He felt overwhelmed, exhausted and tired, after realizing he had so much and so many things to do, both personally and professionally, like two gigantic forty foot tidal waves coalescing together in front of his eyes before lifting him up and crushing his limp body by hurling him towards rocks, hardened over from the past thousand or probably more years. Strangely, he didn’t feel panicky, having accepted his situation by believing he could still pull off an insanely sleepless amount of hours in productivity and rise above it all with a couple of sales closures.

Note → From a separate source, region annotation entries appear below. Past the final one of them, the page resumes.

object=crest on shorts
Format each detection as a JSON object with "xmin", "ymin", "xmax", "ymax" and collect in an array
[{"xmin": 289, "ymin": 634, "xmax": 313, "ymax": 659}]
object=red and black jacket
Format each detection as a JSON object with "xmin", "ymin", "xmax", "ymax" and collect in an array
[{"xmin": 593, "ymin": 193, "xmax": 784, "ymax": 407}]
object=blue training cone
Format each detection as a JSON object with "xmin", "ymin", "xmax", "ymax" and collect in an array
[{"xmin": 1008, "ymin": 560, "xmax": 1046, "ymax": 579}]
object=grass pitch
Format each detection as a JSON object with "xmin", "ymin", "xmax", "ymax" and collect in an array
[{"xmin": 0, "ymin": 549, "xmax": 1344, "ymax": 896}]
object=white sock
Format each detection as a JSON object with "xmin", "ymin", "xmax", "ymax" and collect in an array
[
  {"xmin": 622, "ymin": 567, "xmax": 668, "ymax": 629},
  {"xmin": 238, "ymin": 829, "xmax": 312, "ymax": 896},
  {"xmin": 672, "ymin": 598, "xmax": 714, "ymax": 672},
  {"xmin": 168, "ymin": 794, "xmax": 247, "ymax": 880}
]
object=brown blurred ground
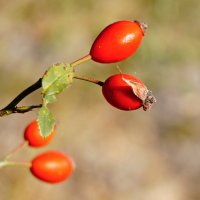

He knew he could do it. The next seventy-two hours would be the most crucial days of his life. Because he would be in the midst of personal and professional turmoil, primarily because of himself, or rather his inaction and failures to completely utilize the potential of his self, choosing to focus on multiple things at multiple times, rather than focusing on one thing at one time, and move forwards. He needed to take a few deep breaths, whenever he felt too many things were being heaped on him at once, and continue his unwavering focus towards the one task that would be completed and not left mid-way because the angst of not thinking about the rest panicked the mind into a frenzy.
As he was thinking, right now, he felt the urge to let go of it all and choose to mindlessly scroll at his smartphone, of which he had fallen out of love precisely because he felt so distracted all the time. It was a miracle that his reading habit and attention wasn’t affected, even if his ability to focus on one professional task was, resulting in massive, over-stretched delays sometimes lasting weeks, when the task could have been got done with in one hour of clear thinking. That was all, one hour of fresh, clear thinking, a resource so scarce that he couldn’t remember the last time he was immersed completely doing just one thing, except video games or movies.
He wanted to be super-productive and constantly stimulate his brain all the time, eliminate every moment spent not thinking except day dreaming and achieve all the desires that he thought about. He wanted to do much, he didn’t want to stop, ever. He wished he didn’t need to sleep, that Sleep could be conquered without any side affects, making everyone more and more productive. There was so much to do in the world, and the competition egged him on furiously, it was exactly as Darwin had said. The competition was necessary, else progress wasn’t possible. Progress was the only constant.
An itch kept at him, constantly, niggling him at every second. It emanated from deep within his mind, cajoling him to feel overwhelmed by making him cow down and under-perform in the face of pressure. But, he would not stop. He would continue, as he had been for the last four months, constantly telling himself that great things were coming for him. He knew some of them were going to happen soon, and he felt the excitement well-up inside him, like rains irrigating the lush paddy fields.
He would never surrender. He imagined a constant, meddling voice that would never stop, its purpose just to stop him whenever possible, and himself, allocating a portion of the day’s energies to fight it, and use the rest of the energy to fight against what the environment would throw at him, with the victorious whoops, thumps and laughs lasting well into the long nights.
What people usually blamed was technically right. Most people blamed their environment or a few components of the environment. or themselves.
They ought to blame two. They were fighting against two things, not one.
Both the environment and themselves. Not just one of them.